Forms: 6 larom(e, larowme, 8 larrom, -um, 6 larum. [Aphetic form of ALARUM.]
1. A call to arms, a battle-cry; news of an enemys approach; any sound to warn of danger. † Hence (rarely) a sudden attack.
1549. Coverdale, etc., Erasm. Par. Eph., p. xiv. What larum so euer happeneth, with this buckeler it shalbe vaynquished.
1555. Eden, Decades, 56. They fiercely assayled theyr enemyes with a larome.
1555. Proctor, Wyats Rebell., D iij b. In the night there happened a larom, sundrie criinge: treason, Treason.
1559. Fabyans Chron., VII. 707. Sir Thomas Poinynges cried a newe larum, and sette on the Frenchmen.
1607. Shaks., Cor., I. iv. 9. Then shall we heare their Larum, & they Ours.
1755. in G. Sheldon, Hist. Deerfield, Mass. (1895), I. 638. We fired several larrums and the great gun at Fort Dummer was shot.

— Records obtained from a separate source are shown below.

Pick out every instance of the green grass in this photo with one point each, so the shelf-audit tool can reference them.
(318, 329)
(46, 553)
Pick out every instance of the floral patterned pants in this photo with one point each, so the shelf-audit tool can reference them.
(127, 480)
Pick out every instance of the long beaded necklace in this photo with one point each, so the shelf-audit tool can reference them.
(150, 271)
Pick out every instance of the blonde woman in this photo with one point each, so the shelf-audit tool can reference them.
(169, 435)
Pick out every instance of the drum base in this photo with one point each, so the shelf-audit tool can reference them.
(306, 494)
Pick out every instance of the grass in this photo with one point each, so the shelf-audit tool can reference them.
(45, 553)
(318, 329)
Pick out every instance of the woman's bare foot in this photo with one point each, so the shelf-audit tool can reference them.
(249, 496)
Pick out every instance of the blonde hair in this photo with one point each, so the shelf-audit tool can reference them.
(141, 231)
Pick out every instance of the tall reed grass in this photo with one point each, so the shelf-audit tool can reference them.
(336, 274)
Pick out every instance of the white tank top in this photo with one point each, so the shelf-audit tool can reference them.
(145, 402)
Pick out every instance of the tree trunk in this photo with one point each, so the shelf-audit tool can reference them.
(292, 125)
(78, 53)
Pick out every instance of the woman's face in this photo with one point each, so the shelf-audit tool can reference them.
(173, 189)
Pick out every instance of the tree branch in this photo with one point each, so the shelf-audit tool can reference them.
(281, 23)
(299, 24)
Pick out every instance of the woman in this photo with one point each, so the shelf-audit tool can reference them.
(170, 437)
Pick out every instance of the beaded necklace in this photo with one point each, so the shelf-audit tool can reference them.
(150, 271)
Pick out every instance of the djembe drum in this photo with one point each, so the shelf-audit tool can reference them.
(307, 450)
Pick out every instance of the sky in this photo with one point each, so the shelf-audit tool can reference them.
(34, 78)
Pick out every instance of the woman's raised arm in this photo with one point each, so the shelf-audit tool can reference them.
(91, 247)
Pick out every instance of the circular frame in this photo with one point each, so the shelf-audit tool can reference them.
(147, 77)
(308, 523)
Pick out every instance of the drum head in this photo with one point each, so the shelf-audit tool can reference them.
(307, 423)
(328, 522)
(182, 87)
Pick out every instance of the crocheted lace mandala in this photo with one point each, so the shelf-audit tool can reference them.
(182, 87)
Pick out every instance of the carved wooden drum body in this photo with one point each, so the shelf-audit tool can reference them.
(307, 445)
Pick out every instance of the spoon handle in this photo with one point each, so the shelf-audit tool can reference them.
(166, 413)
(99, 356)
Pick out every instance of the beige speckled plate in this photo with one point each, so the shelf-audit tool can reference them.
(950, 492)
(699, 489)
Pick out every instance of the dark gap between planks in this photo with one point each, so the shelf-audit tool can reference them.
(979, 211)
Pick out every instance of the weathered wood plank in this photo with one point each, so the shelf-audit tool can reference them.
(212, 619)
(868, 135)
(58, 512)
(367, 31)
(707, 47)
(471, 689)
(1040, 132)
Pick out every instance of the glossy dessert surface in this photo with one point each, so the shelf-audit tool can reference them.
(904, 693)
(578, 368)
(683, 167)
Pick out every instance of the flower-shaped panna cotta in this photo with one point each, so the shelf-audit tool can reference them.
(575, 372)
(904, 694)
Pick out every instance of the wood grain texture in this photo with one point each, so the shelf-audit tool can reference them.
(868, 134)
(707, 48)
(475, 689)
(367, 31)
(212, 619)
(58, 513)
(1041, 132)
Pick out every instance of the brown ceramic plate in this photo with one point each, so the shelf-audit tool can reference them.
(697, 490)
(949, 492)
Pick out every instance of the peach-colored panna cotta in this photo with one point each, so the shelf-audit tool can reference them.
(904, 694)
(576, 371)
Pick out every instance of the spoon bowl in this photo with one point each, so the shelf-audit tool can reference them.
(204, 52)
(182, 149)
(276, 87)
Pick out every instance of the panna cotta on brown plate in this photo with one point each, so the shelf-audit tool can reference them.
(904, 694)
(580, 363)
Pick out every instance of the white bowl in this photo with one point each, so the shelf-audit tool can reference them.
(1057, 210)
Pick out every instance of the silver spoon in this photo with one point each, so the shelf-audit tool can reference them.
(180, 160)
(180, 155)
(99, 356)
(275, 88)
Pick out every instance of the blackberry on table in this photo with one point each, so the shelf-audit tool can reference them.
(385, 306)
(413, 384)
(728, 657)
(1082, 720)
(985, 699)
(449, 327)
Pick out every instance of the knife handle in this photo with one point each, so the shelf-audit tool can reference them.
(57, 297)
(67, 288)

1784. Cowper, Task, IV. 569. The first larum of the cocks shrill throat May prove a trumpet, summoning your ear To horrid sounds of hostile feet.
1812. Byron, Ch. Har., II. 72. Tambourgi! Tambourgi! thy larum afar Gives hope to the valiant, and promise of war.
1833. Ht. Martineau, Fr. Wines & Pol., vii. 100. The drums and larums which kept all Paris awake.
1847. Lytton, Lucretia (1853), 185. A larum [of a door-bell] loud enough to startle the whole court.
fig. 1650. R. Stapylton, Stradas Low C. Warres, I. 7. Warned by his disease, that still rung the larum of death.
b. In wider sense: A tumultuous noise; a hubbub, uproar.
a. 1533. Ld. Berners, Huon, cxxix. 472. Then the crye and larum began.
1588. Shaks., Tit. A., I. i. 147. Remaineth nought but with lowd Larums [to] welcome them to Rome.
1596. Dalrymple, trans. Leslies Hist. Scot., II. VII. 5. Thay crie a larum, that [etc.].
1800. Coleridge, Wallenstein, I. vii. But whence arose this larum in the camp?
1840. Thackeray, Paris Sk.-bk. (1869), 151. His invention has not made so much noise and larum in the world as some others.
1858. G. Macdonald, Phantastes, xix. in Wks. Fancy & Imag. (1871), VI. 96. The continually renewed larum of a landrail.
fig. 1593. R. Harvey, Philad., 1. I will be so bold, as answere your larum, touching the history of mighty Brute.
† c. An uneasy condition. = ALARM 12. Obs.
1598. Shaks., Merry W., III. v. 73. The peaking Curnuto her husband dwelling in a continual larum of ielousie.
† 2. An apparatus attached to a clock or watch, to produce a ringing sound at any fixed hour. Obs.
1586. Bright, Melanch., xiii. 66. Automaticall instruments as clockes, watches, & larums.
1607. Dekker, Whore Babylon, Wks. 1873, II. 264. What houre is this? does not my larum strike? This watch goes false.
1648. Bp. Wilkins, Math. Magick, Dædalus, iii. 17. That larum which would both wake a man, and of it self light a candle for him at any set hower of the night.
1692. Locke, Educ., xiv. Wks. 1727, III. 6. Others have set their Stomachs by a constant usage, like Larums to call on them for four or five.
1807. Southey, in Rem. H. K. White (1819), I. 34. He would rise again to his work at five, at the call of a larum, which he had fixed to a Dutch clock in his chamber.
transf. and fig. 1661. Cowley, Disc. Govt. O. Cromwell, in Verses & Ess. (1687), 70. There needs no Noise at all t awaken Sin Th Adulterer and the Thief his Larum has within.
1691. Shadwell, Scourers, I. ii. Dram. Wks. (1720), 326. Will the larum of your tongue never lie down.
1711. Steele, Spect., No. 11, ¶ 1. She had often an Inclination to interrupt him, but could find no Opportunity till the Larum ceased of its self.
1778. G. White, Selborne, 9 Sept. By this [crowing] he has been distinguished in all ages as the countrymans clock or larum.
3. attrib. and Comb., as larum-call, -clock, -watch. Also LARUM-BELL.
1683. Lond. Gaz., No. 1846/4. A large Silver Larum Watch with a Chain. Ibid. (1697), No. 3251/4. Lost a Larum Clock in a little Box.
1821. Joanna Baillie, Metr. Leg., Ghost Fadon, xxii. Till they heard a bugles larum call.